Victor Zsasz x Reader
Warning: Murder, Guns, Violence ect.
Today is the day I'm supposed to get married. The day that fucker dies. Just reading the messages, him lying to cover his own arse. The day I was stabbed really was the turning point our relationship, the moment I stopped loving him. Love made me niave to his problems, his lies. I felt decived for so long i just didn't know how to leave because if I did leave i knew I would die. How you may ask, I read messages. He said I was becoming suspicious, if i knew i would have to be killed because i knew too much. There was 3 people that knew we were in a relationship, Mags, Maroni and a man i knew to be called Jack.
This is the only way out I tell myself as I'm having my make up done. The veil is digging in my head, as I'm sat in the rock solid chair. Soon enough that's all over with and i have to put the dress on, I just hope Victor is there. Im broke out of my thoughts when the corset of my dress is pulled almsot too tight,
"The dress is too tight I can hardly breath" I complain
"Beauty is pain, suck it up" My "Sister in law" says.
I just keep quiet as i know its not a battle i'll win. Choose your battles my mother always said. I remember telling my mother about everything, him lying, being part of Maronis crew, the whole nine yards. I also told her I asked a hitman to kill him, granted she didn't agree at first but when i showed her everything and told her if he didn't die i wouldn't make it out alive. She understood what had to be done. Everyone had their assigned seats that way i can make sure my parents don't get hit.
"You ready?" My dad asks
"Yeah, you know where you're going right?" I asks my stomach in knots.
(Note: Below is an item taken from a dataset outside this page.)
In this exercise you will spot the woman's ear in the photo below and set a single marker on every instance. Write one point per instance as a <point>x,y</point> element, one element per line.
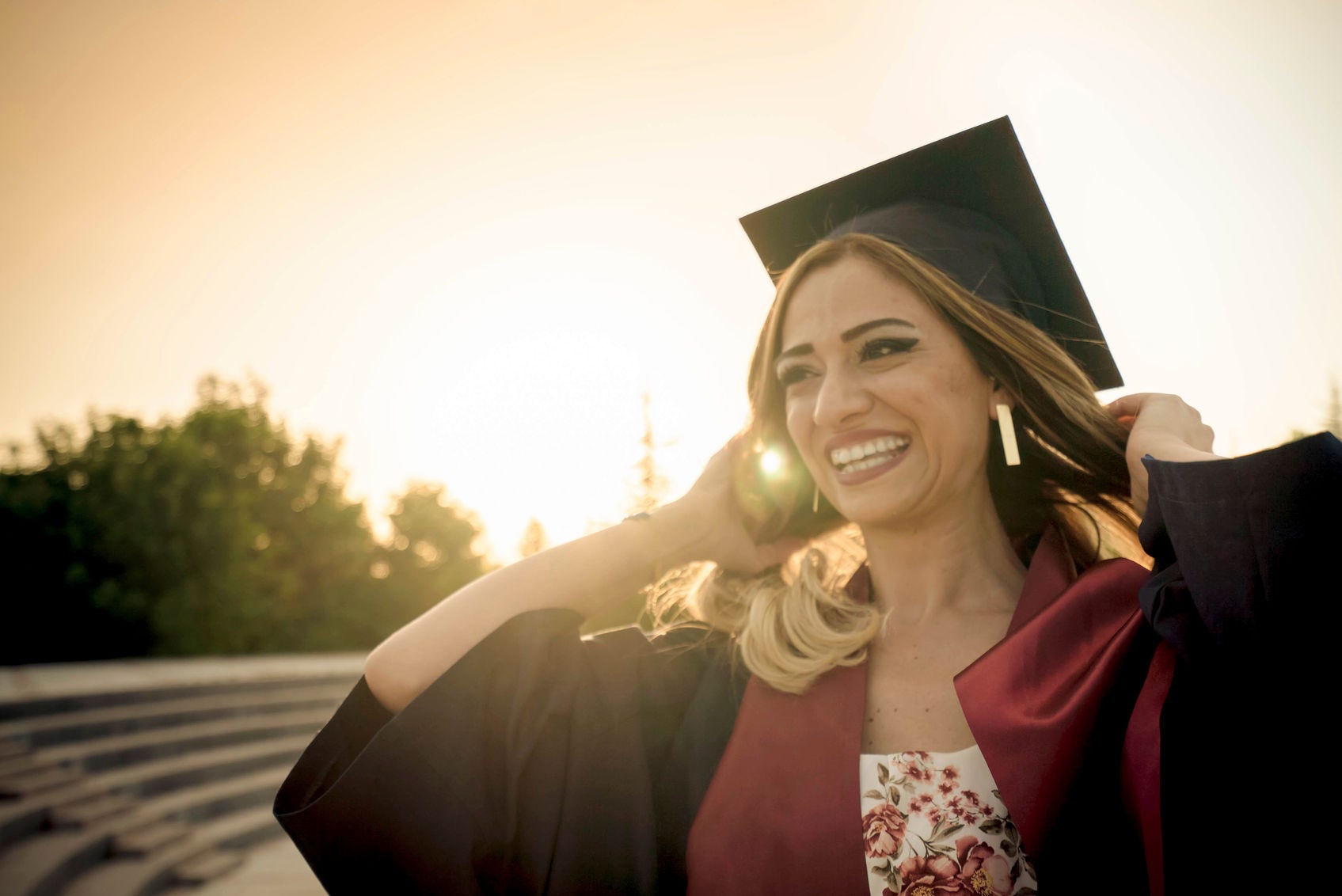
<point>998,396</point>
You see i had everything planned, I had 2 phones, one was an old one I didn't use from like a few years a go, I did make sure to wipe everything known about the phone. I had bought a new one when i came to Gotham to make it easier. I planned this carefully not to get caught, I asked Victor about it and he said it fine.
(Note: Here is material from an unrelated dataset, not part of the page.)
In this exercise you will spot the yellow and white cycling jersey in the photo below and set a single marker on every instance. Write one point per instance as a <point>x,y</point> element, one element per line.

I hear the music start and im escorted down the asle and up to the man im supposed to marry. It was at this very moment that the world seemed to stop.
My heart feels like its going to beat out of my chest, I felt sick, a hot flush washed over me as I stare the man in the face, knowing hes going die and i'm to blame. I didn't want to die so this was the only way I could be free with out signing contracts and a life of silence and isolation. Part of me was regretting it, part of me wanted to be free and have my own life and choices. Standing here in this uncomfortable dress, veil digging in my head, make up on my face, i wanted it to be done. I look out to everyone in the crowd, when I spot him.
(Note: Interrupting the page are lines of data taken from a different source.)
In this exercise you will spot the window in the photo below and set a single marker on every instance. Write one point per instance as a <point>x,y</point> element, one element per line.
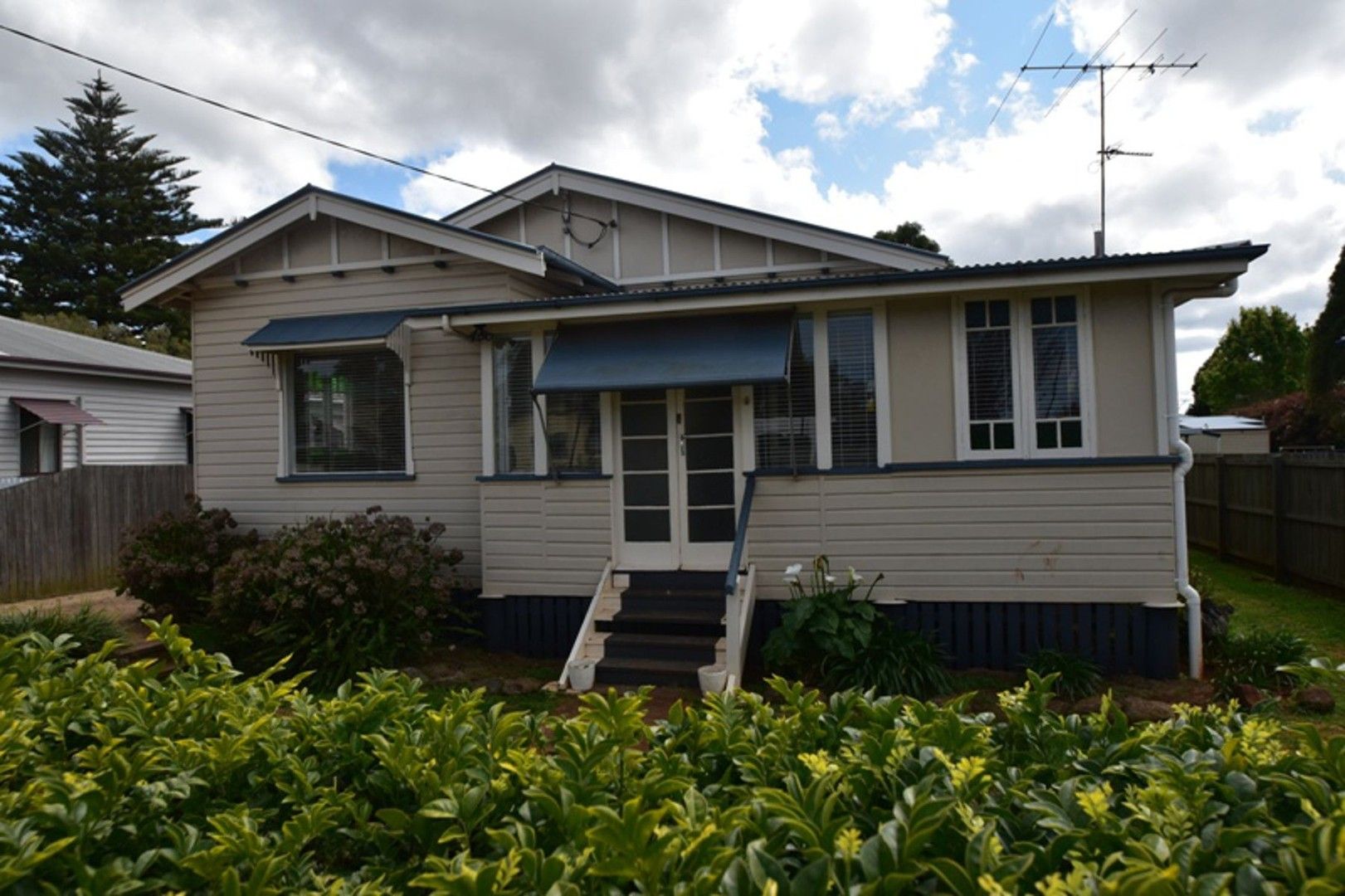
<point>513,378</point>
<point>39,446</point>
<point>784,415</point>
<point>348,412</point>
<point>990,409</point>
<point>1026,365</point>
<point>1055,373</point>
<point>855,421</point>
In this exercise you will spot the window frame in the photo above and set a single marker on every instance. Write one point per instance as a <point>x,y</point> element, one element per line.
<point>1022,376</point>
<point>288,463</point>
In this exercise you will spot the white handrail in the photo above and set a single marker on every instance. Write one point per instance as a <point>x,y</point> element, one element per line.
<point>738,608</point>
<point>587,626</point>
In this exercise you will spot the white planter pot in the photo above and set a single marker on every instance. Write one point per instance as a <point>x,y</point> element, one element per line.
<point>713,679</point>
<point>582,673</point>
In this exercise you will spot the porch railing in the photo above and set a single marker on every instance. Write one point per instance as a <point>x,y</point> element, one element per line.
<point>587,626</point>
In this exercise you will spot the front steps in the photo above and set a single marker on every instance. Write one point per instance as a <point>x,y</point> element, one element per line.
<point>660,630</point>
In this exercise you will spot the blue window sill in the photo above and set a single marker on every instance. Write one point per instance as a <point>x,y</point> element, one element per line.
<point>564,476</point>
<point>372,476</point>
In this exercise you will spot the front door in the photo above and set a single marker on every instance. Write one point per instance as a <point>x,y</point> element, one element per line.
<point>678,480</point>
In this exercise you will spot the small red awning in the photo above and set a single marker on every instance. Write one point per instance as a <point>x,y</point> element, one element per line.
<point>56,412</point>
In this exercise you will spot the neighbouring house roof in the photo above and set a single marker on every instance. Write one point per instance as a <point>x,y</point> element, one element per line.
<point>309,202</point>
<point>1219,423</point>
<point>28,344</point>
<point>557,177</point>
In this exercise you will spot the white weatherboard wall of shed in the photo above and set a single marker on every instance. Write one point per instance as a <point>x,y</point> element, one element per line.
<point>1063,534</point>
<point>142,419</point>
<point>237,407</point>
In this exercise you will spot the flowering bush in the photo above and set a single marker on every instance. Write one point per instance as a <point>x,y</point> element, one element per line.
<point>116,781</point>
<point>829,636</point>
<point>170,562</point>
<point>340,595</point>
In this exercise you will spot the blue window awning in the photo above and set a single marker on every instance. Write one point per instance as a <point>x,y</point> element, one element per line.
<point>324,330</point>
<point>669,353</point>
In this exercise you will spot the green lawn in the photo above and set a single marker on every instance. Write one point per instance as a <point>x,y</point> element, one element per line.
<point>1260,601</point>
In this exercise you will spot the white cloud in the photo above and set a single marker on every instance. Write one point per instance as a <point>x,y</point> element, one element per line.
<point>922,119</point>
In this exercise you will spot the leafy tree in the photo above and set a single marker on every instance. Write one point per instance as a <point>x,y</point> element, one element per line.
<point>95,209</point>
<point>1263,354</point>
<point>911,233</point>
<point>158,338</point>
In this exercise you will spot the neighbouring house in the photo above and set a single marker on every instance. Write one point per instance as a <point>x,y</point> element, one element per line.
<point>634,408</point>
<point>1226,435</point>
<point>69,400</point>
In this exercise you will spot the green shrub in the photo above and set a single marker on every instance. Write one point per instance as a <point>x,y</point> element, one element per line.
<point>339,595</point>
<point>1075,675</point>
<point>170,562</point>
<point>830,638</point>
<point>88,629</point>
<point>1255,655</point>
<point>116,781</point>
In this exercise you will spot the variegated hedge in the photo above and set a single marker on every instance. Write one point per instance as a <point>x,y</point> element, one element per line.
<point>113,779</point>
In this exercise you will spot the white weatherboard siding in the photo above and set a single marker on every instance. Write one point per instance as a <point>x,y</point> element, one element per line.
<point>237,407</point>
<point>142,419</point>
<point>1065,534</point>
<point>545,537</point>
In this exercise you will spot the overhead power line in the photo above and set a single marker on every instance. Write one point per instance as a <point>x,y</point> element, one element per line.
<point>303,132</point>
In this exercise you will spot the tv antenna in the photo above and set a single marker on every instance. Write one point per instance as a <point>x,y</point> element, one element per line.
<point>1150,67</point>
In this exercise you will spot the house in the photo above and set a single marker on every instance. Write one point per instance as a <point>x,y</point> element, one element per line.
<point>634,408</point>
<point>1226,435</point>
<point>69,400</point>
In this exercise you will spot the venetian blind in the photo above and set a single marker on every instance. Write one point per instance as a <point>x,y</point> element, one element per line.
<point>348,412</point>
<point>990,374</point>
<point>513,369</point>
<point>855,420</point>
<point>784,415</point>
<point>1055,372</point>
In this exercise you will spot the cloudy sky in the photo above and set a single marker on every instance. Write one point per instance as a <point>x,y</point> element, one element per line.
<point>851,114</point>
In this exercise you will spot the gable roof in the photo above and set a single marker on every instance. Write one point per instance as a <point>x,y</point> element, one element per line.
<point>28,344</point>
<point>309,202</point>
<point>557,177</point>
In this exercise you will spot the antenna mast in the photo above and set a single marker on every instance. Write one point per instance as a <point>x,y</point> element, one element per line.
<point>1093,64</point>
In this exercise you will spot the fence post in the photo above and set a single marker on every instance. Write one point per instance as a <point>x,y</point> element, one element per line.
<point>1221,506</point>
<point>1277,497</point>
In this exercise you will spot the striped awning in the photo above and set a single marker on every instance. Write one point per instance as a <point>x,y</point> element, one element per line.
<point>56,412</point>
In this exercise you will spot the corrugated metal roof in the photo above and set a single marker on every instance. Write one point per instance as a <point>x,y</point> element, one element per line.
<point>323,329</point>
<point>1219,423</point>
<point>30,342</point>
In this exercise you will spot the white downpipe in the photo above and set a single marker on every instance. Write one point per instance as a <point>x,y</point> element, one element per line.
<point>1195,638</point>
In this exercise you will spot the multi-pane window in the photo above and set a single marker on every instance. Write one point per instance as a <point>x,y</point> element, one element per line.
<point>1055,373</point>
<point>348,412</point>
<point>990,412</point>
<point>784,415</point>
<point>855,409</point>
<point>513,373</point>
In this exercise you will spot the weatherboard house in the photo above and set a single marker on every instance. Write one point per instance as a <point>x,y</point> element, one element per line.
<point>634,408</point>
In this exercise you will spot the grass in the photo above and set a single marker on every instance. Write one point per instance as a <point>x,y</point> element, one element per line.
<point>88,626</point>
<point>1260,601</point>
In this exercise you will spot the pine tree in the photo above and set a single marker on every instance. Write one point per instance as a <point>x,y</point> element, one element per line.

The priest was reading out my vows, when i spot Victor, i make eye contact with tears in my eyes I nod.
"Do you ___ take Stefan Michael Russo to be your lawfully wedded husband?" The priest asks looking at me.
BANG!
He falls to the ground. I run to "hide", a million thoughts run through my head.
don't trip don't trip, keep running.
I ran to the room my dad escorted me from, I brought my gun just incase someone clocked on. I grab my bag and wait a moment hearing everyone leave. I grab the several bottles of alcohol and shove them in my bag, I take off the veil and jewellery placing it beside the bottle. I hear a knock at the door, I sheepishly open it gun at the ready, its my mum.
"You ok?" She asks. I open the door for her and my dad trails in after her.
She closes the door after her.
"Yeah I'm ok" I say with a genuine smile for the first time in months.
"I want to meet the person that shot him, bloody good shot." My dad says
"Dad? really?" I comment
"Sorry maybe not the right time to talk about the fact your soon to be husband got shot." he mumbles
"Yeah, no shit" I huff.
"Right we going to yours then?" Mum asks
"Yeah can do" I get up slinging the bag over my shoulder.
We walk out the door and walk to the car.